Iran and Russia vow to oppose attempts to dump Assad
Russia and Iran will jointly oppose “external attempts” at regime change in Syria, a Kremlin official said Monday in Tehran after President Vladimir Putin met supreme leader Ayatollah Ali Khamenei.
The comments were a direct rebuff of repeated demands from the United States, France, Britain and Saudi Arabia that President Bashar Al-Assad should step down and play no future role in war-torn Syria.
On his first trip to Iran in eight years, Putin, accompanied by his Foreign Minister Sergei Lavrov, went straight into a meeting with Khamenei, the Islamic Republic’s ultimate authority.
Describing the 90-minute encounter as “quite constructive” and longer than planned, a Kremlin spokesman said the two countries had “unity of views” on Syria.
Russia and Iran are against “external attempts to dictate scenarios of political settlement” in the conflict-wracked state, and only Syria’s people could decide to dump Assad in elections following a ceasefire.
Both countries are close allies of Assad, with Iran providing the Syrian leader with financial aid and military advisors against a range of opposing forces in a civil war that has that has killed more than 250,000 and displaced millions.
Near the start of the Syrian civil war, it was reported that former Iranian President Mahmoud Ahmadinejad had personally sanctioned the dispatch of officers from the Iranian Revolutionary Guards to Syria to fight alongside Assad’s troops.
Iran, however, has rejected that it has any fighters on the ground in Syria. Deputy Foreign Minister Hossein Amir-Abdollahian insisted recently that Tehran only has “military advisors” in the war-torn country.
Russia, too, supports Assad, having on September 30 launched its own military campaign in Syria to support the embattled president, who on Sunday said the Russian operation had helped his army advance “on nearly every front”.
During Monday’s meeting with Putin, Khamenei said the United States had a “long-term plan” to dominate Syria and the Middle East that would “disadvantage all countries, especially Iran and Russia”.

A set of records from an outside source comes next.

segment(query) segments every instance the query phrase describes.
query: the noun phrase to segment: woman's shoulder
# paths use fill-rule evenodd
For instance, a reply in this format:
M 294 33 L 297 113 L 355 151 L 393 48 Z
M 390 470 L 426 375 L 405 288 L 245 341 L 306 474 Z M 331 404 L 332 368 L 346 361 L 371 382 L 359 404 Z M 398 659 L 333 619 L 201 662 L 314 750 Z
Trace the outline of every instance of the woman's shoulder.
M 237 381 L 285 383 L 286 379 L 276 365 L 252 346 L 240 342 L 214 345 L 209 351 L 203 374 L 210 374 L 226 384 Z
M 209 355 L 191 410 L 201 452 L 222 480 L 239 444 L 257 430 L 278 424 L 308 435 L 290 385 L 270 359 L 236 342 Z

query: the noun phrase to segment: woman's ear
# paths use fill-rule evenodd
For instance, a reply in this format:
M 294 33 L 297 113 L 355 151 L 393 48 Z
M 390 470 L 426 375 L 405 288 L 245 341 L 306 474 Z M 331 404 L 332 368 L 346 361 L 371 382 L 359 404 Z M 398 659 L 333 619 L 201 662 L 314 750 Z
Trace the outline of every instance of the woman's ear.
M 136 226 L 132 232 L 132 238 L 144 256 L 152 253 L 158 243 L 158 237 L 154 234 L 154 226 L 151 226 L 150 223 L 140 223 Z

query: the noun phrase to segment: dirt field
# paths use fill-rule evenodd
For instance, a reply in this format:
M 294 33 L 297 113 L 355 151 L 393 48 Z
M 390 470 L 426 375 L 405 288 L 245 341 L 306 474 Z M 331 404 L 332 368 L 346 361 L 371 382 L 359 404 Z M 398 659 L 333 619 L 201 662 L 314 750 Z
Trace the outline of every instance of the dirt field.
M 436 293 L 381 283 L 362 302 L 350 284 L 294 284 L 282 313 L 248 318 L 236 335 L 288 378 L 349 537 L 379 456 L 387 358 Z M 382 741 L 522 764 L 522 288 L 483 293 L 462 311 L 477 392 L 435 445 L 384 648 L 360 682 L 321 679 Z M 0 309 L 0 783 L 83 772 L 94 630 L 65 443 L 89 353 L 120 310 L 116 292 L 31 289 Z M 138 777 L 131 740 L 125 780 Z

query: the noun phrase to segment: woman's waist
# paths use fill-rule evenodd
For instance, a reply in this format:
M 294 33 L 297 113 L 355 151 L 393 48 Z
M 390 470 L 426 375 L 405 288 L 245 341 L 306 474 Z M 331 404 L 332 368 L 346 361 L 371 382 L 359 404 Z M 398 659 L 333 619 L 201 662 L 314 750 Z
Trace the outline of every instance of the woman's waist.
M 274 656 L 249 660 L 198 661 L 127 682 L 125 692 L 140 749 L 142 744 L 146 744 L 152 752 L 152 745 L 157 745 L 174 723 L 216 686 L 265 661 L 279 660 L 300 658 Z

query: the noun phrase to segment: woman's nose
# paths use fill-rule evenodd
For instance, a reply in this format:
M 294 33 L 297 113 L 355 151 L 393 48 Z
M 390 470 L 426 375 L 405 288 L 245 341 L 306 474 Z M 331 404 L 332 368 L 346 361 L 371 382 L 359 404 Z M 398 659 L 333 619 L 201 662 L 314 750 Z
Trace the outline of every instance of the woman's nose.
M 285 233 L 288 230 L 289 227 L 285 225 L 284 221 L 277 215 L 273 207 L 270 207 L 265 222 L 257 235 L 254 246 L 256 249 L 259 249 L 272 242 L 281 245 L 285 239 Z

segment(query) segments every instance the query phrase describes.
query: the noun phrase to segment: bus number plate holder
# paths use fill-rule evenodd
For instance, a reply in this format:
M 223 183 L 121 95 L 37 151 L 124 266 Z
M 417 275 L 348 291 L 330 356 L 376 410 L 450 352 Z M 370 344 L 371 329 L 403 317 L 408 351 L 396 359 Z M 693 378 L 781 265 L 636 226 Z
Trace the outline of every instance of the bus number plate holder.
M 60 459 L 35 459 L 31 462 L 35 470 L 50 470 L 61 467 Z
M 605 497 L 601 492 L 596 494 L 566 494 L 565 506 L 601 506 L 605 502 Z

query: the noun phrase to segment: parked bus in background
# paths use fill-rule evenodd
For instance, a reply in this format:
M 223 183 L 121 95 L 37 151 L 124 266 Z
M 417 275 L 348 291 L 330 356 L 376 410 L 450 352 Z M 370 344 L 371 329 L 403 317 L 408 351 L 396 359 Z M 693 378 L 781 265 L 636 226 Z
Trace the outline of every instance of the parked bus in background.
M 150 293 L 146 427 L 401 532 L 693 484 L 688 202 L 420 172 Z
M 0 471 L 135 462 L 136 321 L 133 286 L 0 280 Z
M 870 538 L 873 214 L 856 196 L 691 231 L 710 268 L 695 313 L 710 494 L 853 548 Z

“This threat should be neutralized wisely and with closer interaction,” he was quoted as saying in a statement, meaning cooperation with Russia.
“Syria’s president was elected by people of various political, religious and ethnic views in a general election. The U.S. cannot ignore Syrians’ vote and choice,” he added.
Putin and Khamenei met before the Russian leader spoke at a major summit of gas exporting countries hosted by Iran’s President Hassan Rouhani in the capital.
What began in 2011 as a conflict between Assad’s army and Western- and Gulf-backed rebels has since spiraled into a multi-faceted war that has killed more than 250,000.
Attention is currently focused on stopping Islamic State (ISIS) group jihadists, who last year seized large parts of Syria before surging into Iraq.
The threat from ISIS has taken on new potency and spread into Europe since the jihadists committed coordinated gun and bomb attacks in Paris on November 13, killing 130 people.
For Russia, defending Assad and confronting ISIS has become more important since the militants blew up a Russian airliner over Egypt’s Sinai Peninsula on October 31, killing all 224 on board.